Buried Treasures! Do This Activity With Your Child And Unbury It Years Later

“Have you ever found something you weren’t looking for? Had someone lost what you found? If so, were you able to return it? What have you found that surprised you? How old were you at that time? Could you write a story about it and include a drawing of what you found?”

This is taken from the Activity section of a story-poem in Reading Is Fun! Imagine That! titled “Hidden Treasure.” It is a writing prompt as well as an activity prompt that follows a story-poem about all the fun things kids can find when they’re not even looking.

Well, for the sake of this post, I decided to take things one step further and recommend that you try this special activity with your child: bury a treasure chest/time capsule that you don’t dig up (make sure you mark the spot clearly…and if you bury it outdoors, make sure to place it in a metal box or coffee can and place it in a spot that doesn’t get much rain!) for many years.

Your child may even forget about the box, and that makes it even better! Imagine what a child aged five or eight or even twelve would bury! The younger ones may bury a special stuffed animal, while an older, thoughtful child might write a letter to her/himself to read when she/he is older.

After a little Internet research, here are five of my favorite suggestions for creating and burying a hidden treasure.

  • A trophy or ribbon or medal from a sporting event that your child is involved with. Most likely, that sport is a big part of your child’s life, and rediscovering one of his/her sports-related items (maybe it’s even the team ball for your Little Leaguer) will bring back some special memories.
  • A Ziploc baggie filled with pictures from the past year. Include photos taken on family vacations, birthday celebrations, and any other big events in your child’s life that year. Finding them in their treasure box many years down the road will let them relive that year with timeless photos.
  • Your child’s favorite book. Understandable, parting with it might be a challenge…so maybe buy them a new copy of their favorite book and bury the well-loved one. Many years later, they’ll enjoy seeing the tattered and doggie-eared pages that will take them right back to childhood.
  • A note from your child, to your child. Literally have them start the letter with “Dear (insert name).” Give them some ideas to write about in their letter: perhaps stating their age, interests, hopes for the future, etc.
  • A letter from the family. Have your child interview everyone in the family and record their answers.

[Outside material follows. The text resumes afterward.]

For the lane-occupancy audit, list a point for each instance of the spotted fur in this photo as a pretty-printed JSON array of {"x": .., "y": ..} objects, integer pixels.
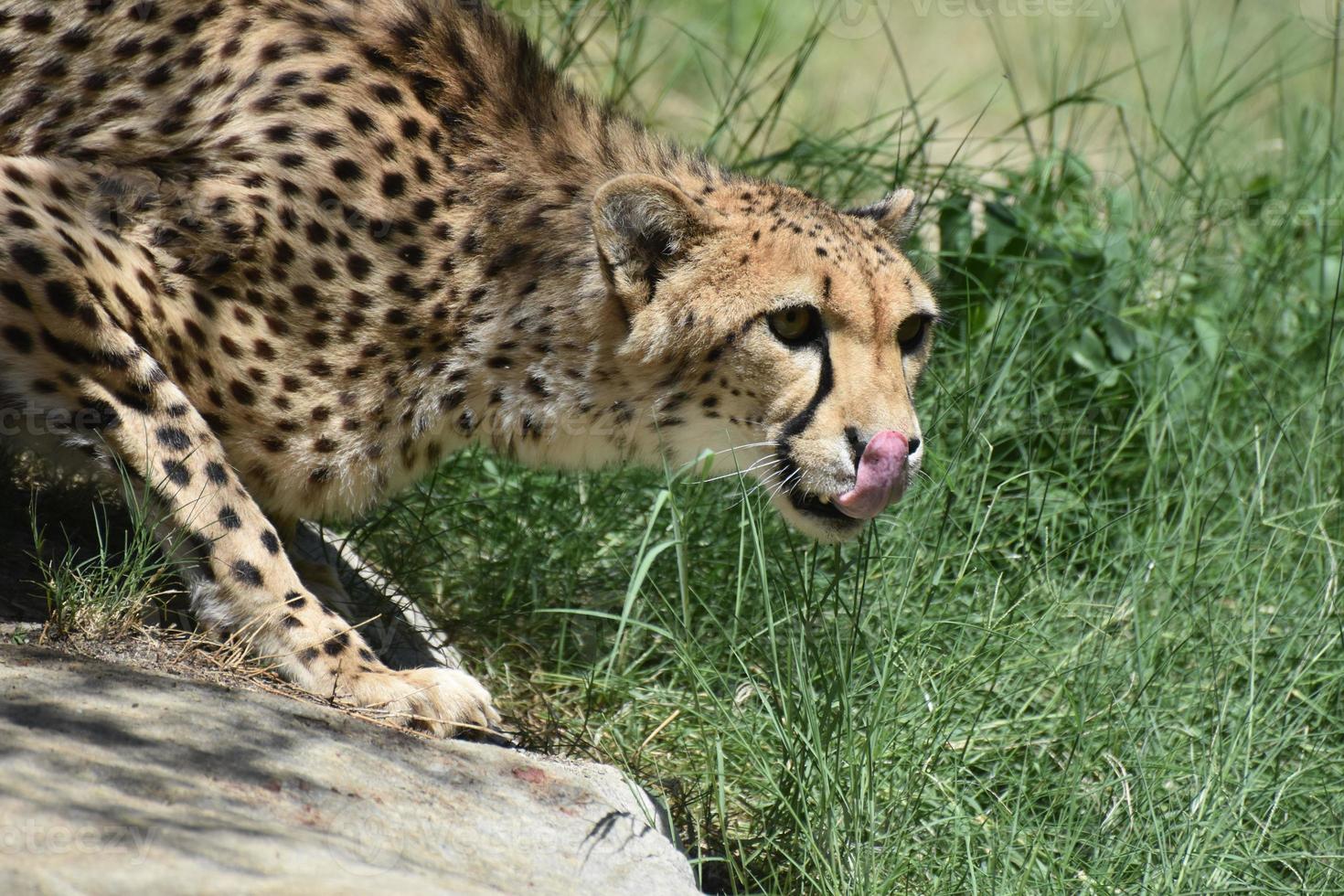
[{"x": 280, "y": 257}]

Questions might include their favorite things to do individually and as a family, what they hope for one another in the future, what they think the world will be like in five, ten, or even fifty years, etc. The questions you can come up with are endless, and will reveal a lot about how the family has changed over the years.

And, I have one final recommendation: decorate the outside of the box! It might not last until it’s dug up—maybe the paint comes off or the stickers wear out and fall off, but the memory of decorating the box will last. What an eventful date it will be in a few years, digging up that box and rediscovering what was put into it so many years before. Just imagine!